Der Countdown läuft

Ab 18. August wird die ehemalige Klosteranlage auf dem Schiffenberg wieder zur Festivalbühne. Dennis Bahl präsentiert dort nach zweijähriger Corona-Zwangspause prominente Musiker. Sein Gießener Kultursommer zählt mittlerweile zu den größten Festivals in Hessen. Wie viel Arbeit und Nerven die Vorbereitung erfordert, wird im Gespräch mit dem Konzertveranstalter deutlich.
Lauschige Sommernächte, coole Musik-Acts, eine eher familiäre Atmosphäre mit »nur« knapp 4500 Zuschauern pro Konzert und jede Menge Prominenz auf der Bühne - der Gießener Kultursommer hat sich mittlerweile seinen festen Platz im Terminkalender erobert. Und immer wieder empfehlen Musiker, die die besondere Open-Air-Atmosphäre auf Gießens Hausberg kennengelernt haben, den Kultursommer als coole Location an ihre Kollegen weiter.
So kann Dennis Bahl, der den Gießener Kultursommer zum fünften Mal veranstaltet, in diesem Jahr wieder zwischen dem 18. August und 3. September zu 15 Konzerten mit Künstlern unterschiedlichster Genres einladen: Heavy Metal mit Hammerfall, Rap mit Sido, Dancemusic mit DJ Bobo, Disco mit Jan Delay oder Schlager mit Ben Zucker - da bleiben kaum Wünsche offen. Bereits über 40 000 Tickets sind verkauft, der Countdown läuft.
Ausnahmsweise
16 statt zwölf Tage
Doch es liegen zwei harte Jahre hinter Bahl und seinem knapp 100 Mitarbeiter zählenden Kultursommer-Team. Denn zweimal musste das Festival schon wegen der Corona-Pandemie abgesagt werden. Diese Einnahmeausfälle kann der Veranstalter nicht wettmachen, auch wenn er in diesem Jahr froh ist, »dass die Stadthallen GmbH, unser Vermieter, so entgegenkommend war, uns in diesem Jahr ausnahmsweise 16 Tage anstatt zwölf spielen zu lassen«. Das gebe zumindest theoretisch die Chance, ein besseres Gesamtergebnis zu erzielen.

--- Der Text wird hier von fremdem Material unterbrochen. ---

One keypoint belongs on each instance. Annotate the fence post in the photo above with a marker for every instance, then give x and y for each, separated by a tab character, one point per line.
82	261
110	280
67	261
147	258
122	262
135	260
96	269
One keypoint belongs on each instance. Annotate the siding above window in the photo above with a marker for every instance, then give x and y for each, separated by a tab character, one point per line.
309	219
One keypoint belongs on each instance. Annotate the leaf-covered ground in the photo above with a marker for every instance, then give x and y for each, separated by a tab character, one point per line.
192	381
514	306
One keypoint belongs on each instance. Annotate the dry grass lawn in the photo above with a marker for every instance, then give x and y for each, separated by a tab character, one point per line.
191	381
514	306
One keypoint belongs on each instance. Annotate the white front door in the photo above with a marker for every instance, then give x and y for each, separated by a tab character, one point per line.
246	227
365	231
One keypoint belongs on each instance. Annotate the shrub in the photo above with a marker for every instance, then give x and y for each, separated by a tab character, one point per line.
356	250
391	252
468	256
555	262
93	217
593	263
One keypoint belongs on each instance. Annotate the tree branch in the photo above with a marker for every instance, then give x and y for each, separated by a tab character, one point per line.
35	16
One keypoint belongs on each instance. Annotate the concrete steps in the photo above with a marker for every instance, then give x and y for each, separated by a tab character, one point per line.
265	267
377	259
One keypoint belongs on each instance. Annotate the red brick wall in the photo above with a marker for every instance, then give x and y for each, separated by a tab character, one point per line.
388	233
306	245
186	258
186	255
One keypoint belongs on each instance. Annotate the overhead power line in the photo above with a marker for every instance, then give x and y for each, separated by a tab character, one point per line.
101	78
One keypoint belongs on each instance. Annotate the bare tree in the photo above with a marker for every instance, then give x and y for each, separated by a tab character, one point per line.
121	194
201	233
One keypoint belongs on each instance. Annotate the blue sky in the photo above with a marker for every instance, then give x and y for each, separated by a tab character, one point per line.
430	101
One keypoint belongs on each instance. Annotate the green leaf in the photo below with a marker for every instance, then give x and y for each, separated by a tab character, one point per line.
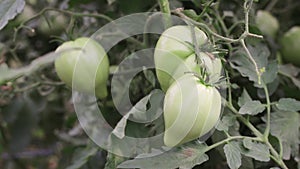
112	161
110	1
241	62
227	121
252	108
256	150
149	75
290	71
285	126
9	9
233	155
81	156
10	74
186	156
288	104
139	112
245	97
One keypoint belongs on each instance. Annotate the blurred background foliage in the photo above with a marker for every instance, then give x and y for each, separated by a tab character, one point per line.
38	125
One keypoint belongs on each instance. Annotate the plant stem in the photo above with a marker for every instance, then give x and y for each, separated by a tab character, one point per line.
252	60
165	8
267	131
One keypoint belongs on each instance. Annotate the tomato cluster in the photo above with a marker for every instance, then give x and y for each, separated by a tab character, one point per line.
191	107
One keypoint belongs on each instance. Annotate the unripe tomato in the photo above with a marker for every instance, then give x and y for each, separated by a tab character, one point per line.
175	55
84	64
290	49
267	23
191	109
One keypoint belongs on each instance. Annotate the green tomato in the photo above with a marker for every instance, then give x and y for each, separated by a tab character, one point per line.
290	49
191	110
84	64
174	55
267	23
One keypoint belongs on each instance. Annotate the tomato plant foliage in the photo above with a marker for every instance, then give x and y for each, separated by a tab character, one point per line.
219	86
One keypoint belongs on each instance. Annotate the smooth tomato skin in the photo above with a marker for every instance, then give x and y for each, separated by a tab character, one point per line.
83	65
191	110
174	55
290	49
267	23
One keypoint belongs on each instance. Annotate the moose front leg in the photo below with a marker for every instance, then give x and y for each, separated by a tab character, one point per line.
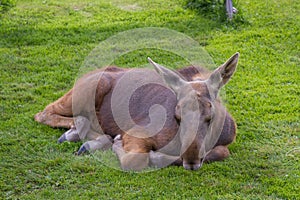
84	131
218	153
130	160
160	160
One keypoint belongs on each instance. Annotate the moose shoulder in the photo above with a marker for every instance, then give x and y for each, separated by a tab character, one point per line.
156	118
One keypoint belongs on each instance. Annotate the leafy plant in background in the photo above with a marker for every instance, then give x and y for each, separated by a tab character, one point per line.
216	10
5	5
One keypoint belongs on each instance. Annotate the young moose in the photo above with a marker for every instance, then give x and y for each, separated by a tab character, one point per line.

Gleichzeitig steige gerade in diesen Zeiten das Risiko deutlich, »da wir nur hoffen können, dass sich die Menschen wieder mehr trauen, auf Feste und Veranstaltungen zu gehen«. Aber die letzten zwei Jahre hätten natürlich trotz Hilfen und pandemiegerechten Hybridkonzepten »ihre wirtschaftlichen und moralischen Spuren hinterlassen«.
Die Herausforderungen sind in diesem Jahr zudem besonders hoch. »Es ist eine sehr seltsame Stimmung und Situation, in der wir uns befinden. Es ist wie der Moment kurz bevor der Korken knallt, aber irgendwie will er nicht so recht losgehen«, beschreibt es Bahl. Es gebe derzeit überall Materialknappheit, angefangen vom Mietmaterial wie Bühne, Gitter, Container und vieles mehr. »Die gesamte Infrastruktur scheint uns sprichwörtlich zu entgleiten. Preise steigen überall. Mit Lieferketten haben wir zum Glück nur wenig Probleme, aber Personal zu finden hingegen schon.« So seien in den letzten zwei Jahren viele in andere Branchen gewechselt, die krisensicher sind - und kämen auch nicht wieder.
»Im Augenblick macht es ehrlich gesagt keine große Freude, Veranstaltungen zu planen, da du dir nicht sicher sein kannst, ob das, was du geplant hast, so überhaupt stattfinden kann«, gibt Bahl zu und ergänzt: »Dieses Jahr heißt es einfach Zähne zusammenbeißen und durch.«
Und dabei soll doch 2022 das fünfjährige Jubiläum des Kultursommers, genauer dessen fünfte Auflage, ausgelassen gefeiert werden. Und das »mit dem besten Programm, das wir bislang hatten«. Das Kultursommer-Team sei aber vor allem froh, dass es überhaupt losgehen kann und freue sich auf den »Spirit vom Schiffenberg«. »Wir haben so lange auf Live-Open-Airs verzichten müssen, dass es schön ist, endlich wieder starten zu können«, sagt Bahl.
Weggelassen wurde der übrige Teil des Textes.